Впереди, задрав трубящий хобот, шествовал самый большой слон, нагруженный самыми объёмистыми тюками, за ним двигался слон поменьше, следом ещё меньше… и так до самого крошечного слоника ростом едва в полсантиметра. Но и этот седьмой слон так же громко трубил, как и большие братья, и так же нёс хозяйке полные тюки лучшего китайского счастья.

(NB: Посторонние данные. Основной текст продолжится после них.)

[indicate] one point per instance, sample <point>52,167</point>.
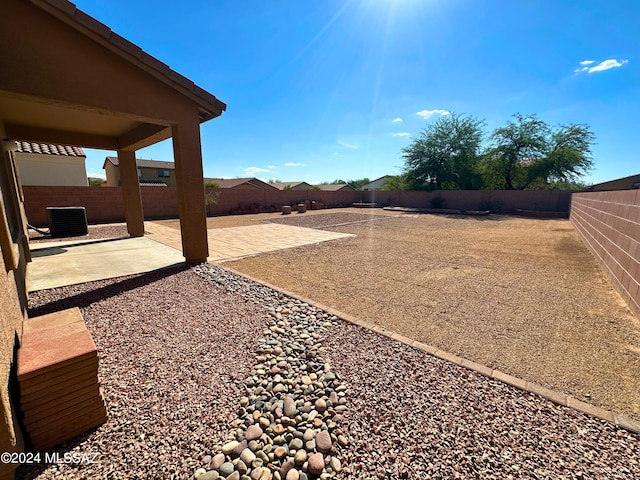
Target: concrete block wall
<point>104,204</point>
<point>506,200</point>
<point>609,223</point>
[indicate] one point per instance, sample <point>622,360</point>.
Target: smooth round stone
<point>323,441</point>
<point>216,461</point>
<point>226,469</point>
<point>290,409</point>
<point>238,450</point>
<point>254,445</point>
<point>315,464</point>
<point>293,474</point>
<point>335,464</point>
<point>210,475</point>
<point>300,457</point>
<point>253,432</point>
<point>241,467</point>
<point>228,447</point>
<point>285,468</point>
<point>247,456</point>
<point>256,473</point>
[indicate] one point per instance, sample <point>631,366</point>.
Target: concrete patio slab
<point>237,242</point>
<point>58,264</point>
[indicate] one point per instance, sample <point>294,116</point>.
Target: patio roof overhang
<point>66,78</point>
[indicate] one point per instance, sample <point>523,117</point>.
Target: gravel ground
<point>175,348</point>
<point>520,295</point>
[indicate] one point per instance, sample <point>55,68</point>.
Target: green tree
<point>356,184</point>
<point>397,182</point>
<point>445,154</point>
<point>528,153</point>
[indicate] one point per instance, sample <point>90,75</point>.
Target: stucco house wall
<point>42,164</point>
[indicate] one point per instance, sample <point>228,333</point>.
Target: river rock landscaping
<point>288,427</point>
<point>187,359</point>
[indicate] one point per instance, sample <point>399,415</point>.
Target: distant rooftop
<point>46,149</point>
<point>142,163</point>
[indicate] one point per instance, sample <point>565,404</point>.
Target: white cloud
<point>428,113</point>
<point>601,67</point>
<point>607,65</point>
<point>254,170</point>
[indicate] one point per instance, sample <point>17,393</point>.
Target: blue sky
<point>324,89</point>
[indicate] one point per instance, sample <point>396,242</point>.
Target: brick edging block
<point>551,395</point>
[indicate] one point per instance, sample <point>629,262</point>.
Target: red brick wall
<point>609,223</point>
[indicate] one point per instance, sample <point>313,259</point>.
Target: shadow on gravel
<point>87,298</point>
<point>60,454</point>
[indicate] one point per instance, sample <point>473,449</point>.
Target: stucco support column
<point>131,196</point>
<point>187,153</point>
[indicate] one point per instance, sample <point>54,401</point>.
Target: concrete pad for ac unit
<point>57,264</point>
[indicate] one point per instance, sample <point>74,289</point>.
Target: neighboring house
<point>292,185</point>
<point>626,183</point>
<point>150,172</point>
<point>240,183</point>
<point>377,184</point>
<point>336,187</point>
<point>44,164</point>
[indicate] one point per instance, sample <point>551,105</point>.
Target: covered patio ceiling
<point>69,79</point>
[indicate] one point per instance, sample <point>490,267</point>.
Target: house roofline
<point>209,106</point>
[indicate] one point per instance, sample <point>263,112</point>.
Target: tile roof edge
<point>76,18</point>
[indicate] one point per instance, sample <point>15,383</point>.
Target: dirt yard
<point>521,295</point>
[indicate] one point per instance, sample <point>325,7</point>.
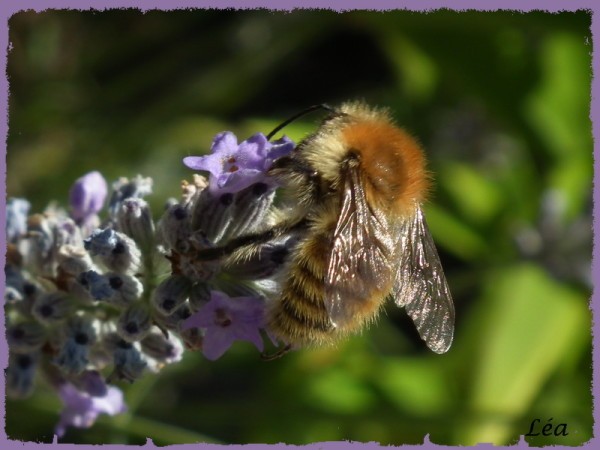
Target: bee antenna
<point>296,116</point>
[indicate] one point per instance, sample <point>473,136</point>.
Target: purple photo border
<point>10,7</point>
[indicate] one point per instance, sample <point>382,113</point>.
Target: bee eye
<point>226,199</point>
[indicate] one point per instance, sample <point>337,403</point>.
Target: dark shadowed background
<point>500,102</point>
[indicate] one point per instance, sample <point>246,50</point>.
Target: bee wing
<point>420,285</point>
<point>359,262</point>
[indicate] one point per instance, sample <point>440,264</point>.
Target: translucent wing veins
<point>420,285</point>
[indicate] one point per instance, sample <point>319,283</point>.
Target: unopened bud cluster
<point>95,296</point>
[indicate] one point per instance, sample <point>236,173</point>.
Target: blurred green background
<point>500,101</point>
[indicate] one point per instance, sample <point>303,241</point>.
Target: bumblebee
<point>355,190</point>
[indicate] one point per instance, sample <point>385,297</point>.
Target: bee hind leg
<point>278,354</point>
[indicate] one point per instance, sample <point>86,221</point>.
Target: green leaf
<point>532,323</point>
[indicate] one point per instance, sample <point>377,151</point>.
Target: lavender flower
<point>133,295</point>
<point>227,320</point>
<point>16,218</point>
<point>82,407</point>
<point>87,196</point>
<point>234,167</point>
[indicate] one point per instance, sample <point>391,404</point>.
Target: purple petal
<point>224,142</point>
<point>87,196</point>
<point>82,409</point>
<point>281,147</point>
<point>216,341</point>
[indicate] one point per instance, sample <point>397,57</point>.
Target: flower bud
<point>134,322</point>
<point>16,218</point>
<point>161,349</point>
<point>135,220</point>
<point>124,189</point>
<point>52,307</point>
<point>73,260</point>
<point>199,296</point>
<point>20,374</point>
<point>128,360</point>
<point>79,336</point>
<point>175,228</point>
<point>25,337</point>
<point>170,294</point>
<point>117,251</point>
<point>87,196</point>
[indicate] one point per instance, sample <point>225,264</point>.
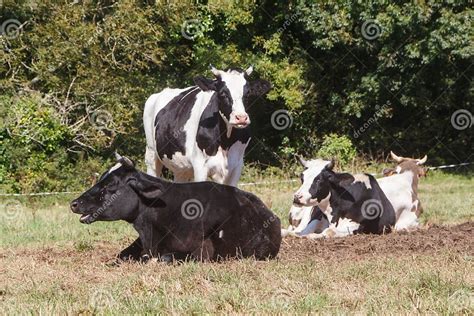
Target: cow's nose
<point>241,118</point>
<point>74,205</point>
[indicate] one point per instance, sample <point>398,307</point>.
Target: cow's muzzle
<point>239,120</point>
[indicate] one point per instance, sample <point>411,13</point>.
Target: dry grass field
<point>51,264</point>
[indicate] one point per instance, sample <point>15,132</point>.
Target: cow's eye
<point>112,186</point>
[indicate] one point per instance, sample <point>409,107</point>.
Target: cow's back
<point>387,218</point>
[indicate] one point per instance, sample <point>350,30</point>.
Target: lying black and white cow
<point>202,221</point>
<point>350,203</point>
<point>201,131</point>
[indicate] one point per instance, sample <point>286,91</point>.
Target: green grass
<point>50,263</point>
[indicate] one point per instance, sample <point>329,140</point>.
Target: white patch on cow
<point>362,178</point>
<point>115,167</point>
<point>225,167</point>
<point>235,82</point>
<point>313,169</point>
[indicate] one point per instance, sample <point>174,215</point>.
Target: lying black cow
<point>357,200</point>
<point>201,221</point>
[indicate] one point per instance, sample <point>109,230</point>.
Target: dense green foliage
<point>74,80</point>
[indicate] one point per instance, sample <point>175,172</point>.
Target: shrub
<point>339,147</point>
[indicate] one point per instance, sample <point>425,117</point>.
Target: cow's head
<point>303,196</point>
<point>110,198</point>
<point>405,164</point>
<point>233,89</point>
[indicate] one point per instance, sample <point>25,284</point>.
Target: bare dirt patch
<point>430,240</point>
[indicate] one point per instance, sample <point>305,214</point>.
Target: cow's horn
<point>249,70</point>
<point>301,160</point>
<point>395,157</point>
<point>215,71</point>
<point>422,160</point>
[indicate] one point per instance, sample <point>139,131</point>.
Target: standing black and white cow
<point>202,221</point>
<point>201,131</point>
<point>355,200</point>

— Тётя Саша?.. — выговорил Илья Ильич имя, которое знал всю жизнь, но никогда прежде не произносил, поскольку в упор не помнил старуху, жившую лишь в семейных преданиях. Да и сейчас не вспомнил бы про неё, если бы не навязчивая картинка: слоники, нагруженные счастьем. Она приходила ему в голову всякий раз, когда речь заходила о раннем детстве, ведь это было первое осознанное воспоминание — резные безделушки, поразившие младенческое воображение, и имя, навеки привязанное к игрушечному каравану.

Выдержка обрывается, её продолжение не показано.